No of strings	time v1	time v2	time v3	Percentage of slowdown with v2	Percentage of slowdown with v3
1000	122	219	205	79.5	68.0
10000	1202	2178	2055	81.2	71.0
100000	13563	22758	21431	67.8	58.0
1000000	136160	225669	214149	65.7	57.3
10000000	1368034	2268991	2155969	65.9	57.6
100000000	23090172	27997658	27322888	21.3	18.3

In the chart below with blue it is represented the results for version 2 and with orange the results for version 3 (with initial reservation).

Note: Generating 100 milion strings between 17 and 25 characters require a lot of memory. In my tests it peaked to 13GB. So if you want to run the code you should be aware of this.

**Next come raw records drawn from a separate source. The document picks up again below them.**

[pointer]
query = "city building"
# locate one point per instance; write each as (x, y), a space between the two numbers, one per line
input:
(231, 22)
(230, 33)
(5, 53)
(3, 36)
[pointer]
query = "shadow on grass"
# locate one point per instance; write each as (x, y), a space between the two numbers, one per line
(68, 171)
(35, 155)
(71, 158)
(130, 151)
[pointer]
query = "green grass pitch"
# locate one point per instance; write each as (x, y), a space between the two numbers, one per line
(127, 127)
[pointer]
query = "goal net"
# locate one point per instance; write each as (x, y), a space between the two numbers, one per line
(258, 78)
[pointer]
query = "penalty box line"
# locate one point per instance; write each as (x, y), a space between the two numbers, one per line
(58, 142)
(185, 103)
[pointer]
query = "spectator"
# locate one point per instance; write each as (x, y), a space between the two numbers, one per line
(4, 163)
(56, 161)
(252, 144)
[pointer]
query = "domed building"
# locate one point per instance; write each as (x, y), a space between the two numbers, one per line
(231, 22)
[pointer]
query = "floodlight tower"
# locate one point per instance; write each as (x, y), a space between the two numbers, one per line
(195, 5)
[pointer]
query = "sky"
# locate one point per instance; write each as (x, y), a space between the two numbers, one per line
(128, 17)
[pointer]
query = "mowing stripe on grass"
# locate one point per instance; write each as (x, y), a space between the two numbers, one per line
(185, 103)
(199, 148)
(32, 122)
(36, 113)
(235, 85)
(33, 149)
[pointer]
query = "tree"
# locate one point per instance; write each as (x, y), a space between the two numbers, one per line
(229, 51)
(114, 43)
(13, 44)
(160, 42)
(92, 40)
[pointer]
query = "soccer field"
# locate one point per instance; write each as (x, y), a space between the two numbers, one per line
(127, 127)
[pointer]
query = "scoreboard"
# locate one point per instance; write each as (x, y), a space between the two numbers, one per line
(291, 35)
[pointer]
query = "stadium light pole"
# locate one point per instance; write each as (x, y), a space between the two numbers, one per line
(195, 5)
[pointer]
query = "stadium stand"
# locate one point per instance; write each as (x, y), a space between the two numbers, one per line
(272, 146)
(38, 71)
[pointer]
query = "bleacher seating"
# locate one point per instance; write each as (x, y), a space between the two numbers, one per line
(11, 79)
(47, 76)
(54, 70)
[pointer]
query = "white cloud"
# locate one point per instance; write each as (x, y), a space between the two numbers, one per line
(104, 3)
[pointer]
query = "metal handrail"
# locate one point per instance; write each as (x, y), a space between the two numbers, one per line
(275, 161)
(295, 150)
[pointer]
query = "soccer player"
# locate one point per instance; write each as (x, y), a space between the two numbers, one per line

1 Reply to “A comparison of two std::transform alternatives revisited”

Michal says:

January 26, 2022 at 2:55 pm

Compiling code with gcc version 11.2.0 (Rev5, Built by MSYS2 project) (Windows 10), my results are:

for dist_len {3, 12}:

duration v1 (1000) = 0
duration v2 (1000) = 0
duration v3 (1000) = 0
duration v1 (10000) = 1001
duration v2 (10000) = 0
duration v3 (10000) = 0
duration v1 (100000) = 3000
duration v2 (100000) = 1953
duration v3 (100000) = 2003
duration v1 (1000000) = 29952
duration v2 (1000000) = 27020
duration v3 (1000000) = 24999
duration v1 (10000000) = 276953
duration v2 (10000000) = 257000
duration v3 (10000000) = 235970

for dist_len {17, 25}:

duration v1 (1000) = 0
duration v2 (1000) = 0
duration v3 (1000) = 984
duration v1 (10000) = 982
duration v2 (10000) = 999
duration v3 (10000) = 1006
duration v1 (100000) = 12000
duration v2 (100000) = 14010
duration v3 (100000) = 14000
duration v1 (1000000) = 108033
duration v2 (1000000) = 116949
duration v3 (1000000) = 101997
duration v1 (10000000) = 1042996
duration v2 (10000000) = 1190016
duration v3 (10000000) = 1025000

I didn’t execute test for 100 millions strings.